From Our Archives: The 1969 Advocate Article on the Stonewall Riots
BY Michelle Garcia
June 29 2012 12:05 PM ET
June 28 and 29 are the anniversary of the history-making Stonewall riots in New York City's Greenwich Village. The riots at the Stonewall Inn on Christopher Street are known as the spark of the modern gay rights movement. While researching our archives for the 45th Anniversary issue, we came across this report, provided to The Advocate in the summer of 1969 by the New York Mattachine Society. The following article ran in the September 1969 issue of The Advocate.

Police Raid on N.Y. Club Sets off First Gay Riot
by Dick Leitsch, Reprinted from New York Mattachine Newsletter.
The first gay riots in history took place during the pre-dawn hours of Saturday and Sunday, June 28-29 in New York's Greenwich Village. The demonstrations were touched off by a police raid on the popular Stonewall Club, 53 Christopher Street. This was the last (to date) in a series of harassments which plagued the Village area for the last several weeks.
Plainclothes officers entered the club at about 2 a.m., armed with a warrant, and closed the place on grounds of illegal selling of alcohol. Employees were arrested and the customers told to leave. The patrons gathered on the street outside and were joined by other Village residents and visitors to the area.
The police behaved, as is usually the case when they deal with homosexuals, with bad grace, and were reproached by "straight" onlookers. Pennies were thrown at the cops by the crowd, then beer cans, rocks, and even parking meters. The cops retreated inside the bar, which was set afire by the crowd.
A hose from the bar was employed by the trapped cops to douse the flames, and reinforcements were summoned. A melee ensued, with nearly a thousand persons participating, as well as several hundred cops. Nearly two hours later the cops had "secured" the area.
EVEN WAITERS' TIPS
The next day, the Stonewall management sent in a crew to repair the premises, and found that the cops had taken all the money from the cigarette machine, the jukebox, the cash register, and the safe, and had even robbed the waiters' tips!

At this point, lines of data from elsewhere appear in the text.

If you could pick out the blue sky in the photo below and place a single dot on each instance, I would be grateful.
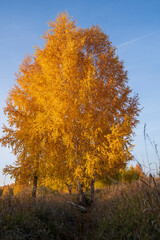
(133, 26)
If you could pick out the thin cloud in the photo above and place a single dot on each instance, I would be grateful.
(137, 39)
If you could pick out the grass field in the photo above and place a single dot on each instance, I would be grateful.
(123, 211)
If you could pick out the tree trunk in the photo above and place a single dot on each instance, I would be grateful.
(35, 180)
(69, 186)
(92, 190)
(82, 198)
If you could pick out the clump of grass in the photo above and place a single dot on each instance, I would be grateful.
(124, 211)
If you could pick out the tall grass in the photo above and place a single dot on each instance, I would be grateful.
(124, 211)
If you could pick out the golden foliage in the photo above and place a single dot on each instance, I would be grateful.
(71, 114)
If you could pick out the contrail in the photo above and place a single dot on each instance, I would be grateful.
(136, 39)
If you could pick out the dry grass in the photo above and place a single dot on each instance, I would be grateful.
(125, 211)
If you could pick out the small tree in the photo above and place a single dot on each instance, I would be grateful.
(76, 100)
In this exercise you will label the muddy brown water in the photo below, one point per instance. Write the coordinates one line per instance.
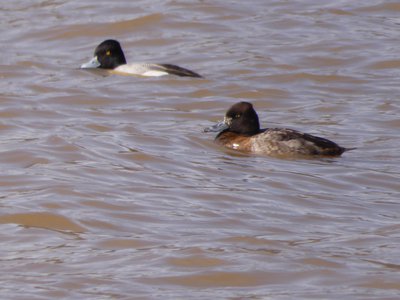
(110, 190)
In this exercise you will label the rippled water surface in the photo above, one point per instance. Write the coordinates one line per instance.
(110, 190)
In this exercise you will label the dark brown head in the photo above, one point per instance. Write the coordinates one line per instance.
(107, 55)
(240, 118)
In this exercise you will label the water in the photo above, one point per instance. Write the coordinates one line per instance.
(110, 190)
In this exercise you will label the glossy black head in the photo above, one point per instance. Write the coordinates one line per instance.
(109, 54)
(242, 118)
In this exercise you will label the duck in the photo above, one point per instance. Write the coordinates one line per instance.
(240, 130)
(109, 55)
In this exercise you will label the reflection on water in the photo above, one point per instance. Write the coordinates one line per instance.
(110, 190)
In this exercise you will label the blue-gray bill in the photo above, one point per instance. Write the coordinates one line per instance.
(93, 63)
(217, 127)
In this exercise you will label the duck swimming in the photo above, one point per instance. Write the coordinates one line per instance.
(109, 55)
(240, 130)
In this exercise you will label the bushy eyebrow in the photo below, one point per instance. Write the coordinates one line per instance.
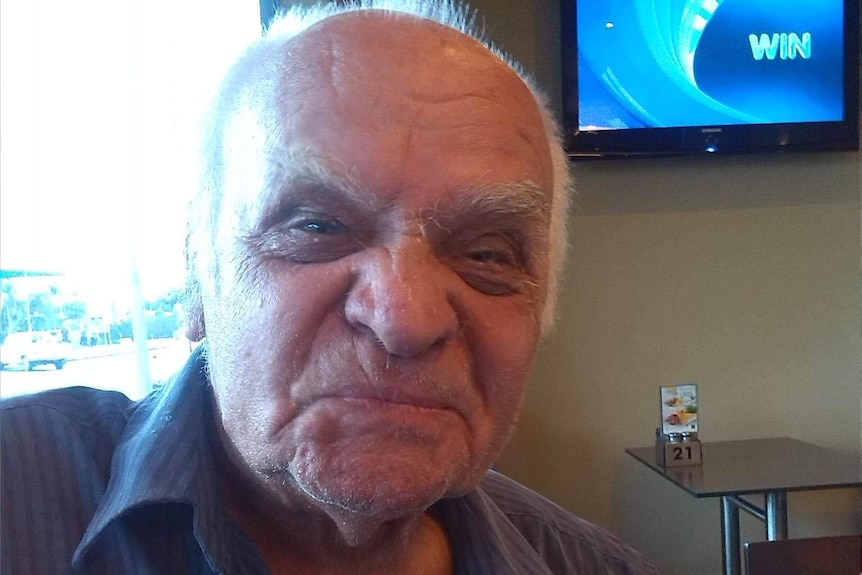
(307, 173)
(519, 200)
(302, 170)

Since they had been charged with selling liquor without a license, the club was reopened as a "free store," open to all and with everything being given away, rather than sold.
A crowd filled the place and the street in front. Singing and chanting filled Sheridan Square Park, and the crowds grew quickly.

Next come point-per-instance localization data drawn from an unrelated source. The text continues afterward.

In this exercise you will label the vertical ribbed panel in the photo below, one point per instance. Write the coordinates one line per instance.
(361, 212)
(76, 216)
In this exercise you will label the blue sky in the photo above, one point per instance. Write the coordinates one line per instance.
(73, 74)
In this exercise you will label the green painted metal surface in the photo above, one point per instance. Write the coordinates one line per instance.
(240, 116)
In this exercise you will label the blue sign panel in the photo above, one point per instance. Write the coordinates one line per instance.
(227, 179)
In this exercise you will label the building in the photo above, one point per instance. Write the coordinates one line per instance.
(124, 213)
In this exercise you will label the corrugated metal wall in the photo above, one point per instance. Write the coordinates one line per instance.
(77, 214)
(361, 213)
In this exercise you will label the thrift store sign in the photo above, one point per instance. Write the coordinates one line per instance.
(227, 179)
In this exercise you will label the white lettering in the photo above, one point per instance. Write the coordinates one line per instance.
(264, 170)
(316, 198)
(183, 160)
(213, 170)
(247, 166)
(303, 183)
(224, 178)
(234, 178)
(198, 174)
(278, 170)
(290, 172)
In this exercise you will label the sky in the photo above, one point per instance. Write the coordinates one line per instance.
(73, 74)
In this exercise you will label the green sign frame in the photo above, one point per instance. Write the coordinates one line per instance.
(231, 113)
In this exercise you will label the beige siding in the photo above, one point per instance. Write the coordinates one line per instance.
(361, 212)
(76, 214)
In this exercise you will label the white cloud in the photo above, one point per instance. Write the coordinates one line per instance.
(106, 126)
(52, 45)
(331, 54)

At first, the crowd was all gay, but as the weekend tourists poured into the area, they joined the crowds. They'd begin by asking what was happening. When they were told that homosexuals were protesting the closing of a gay club, they'd become very sympathetic, and stayed to watch or to join in.

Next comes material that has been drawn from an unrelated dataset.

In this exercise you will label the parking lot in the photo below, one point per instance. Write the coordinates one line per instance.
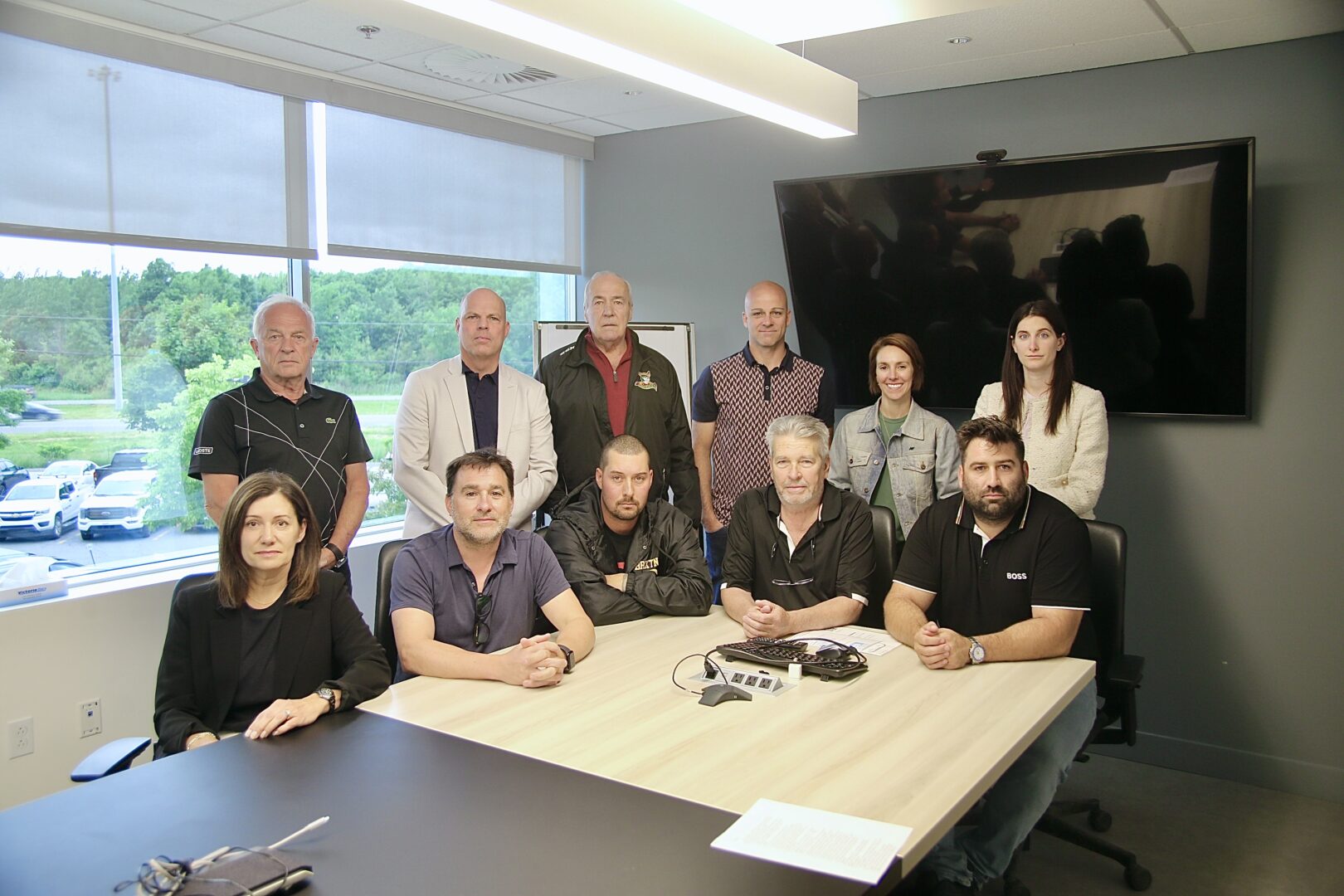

One middle-aged lady with her husband told a cop that he should be ashamed of himself. "Don't you know that these people have no place to go and need a place like that bar?" she shouted. (Several hours later, she and her husband with two other couples, were seen running with a large group of homosexuals from the night sticks brandished by the Tactical Police Force.)
The crowds were orderly, and limited themselves to singing and shouting slogans such as "Gay Power," "We Want Freedom Now," and "Equality for Homosexuals." As the mob grew, it spilled off the sidewalk, oveflowed Sheridan Square Park, and began to fill the roadway. One of the six cops who were there to keep order began to get smart and cause hostility.
A bus driver blew his horn at the meeting, and someone shouted, "Stop the Bus!" The crowd surged onto the street and blocked the progress of the bus. As the driver inched ahead, someone ripped off an advertising card and blocked the windshield with it. The crowd beat on the sides of the (empty) bus and shouted, "Christopher Street belongs to the queens!" and "Liberate the street."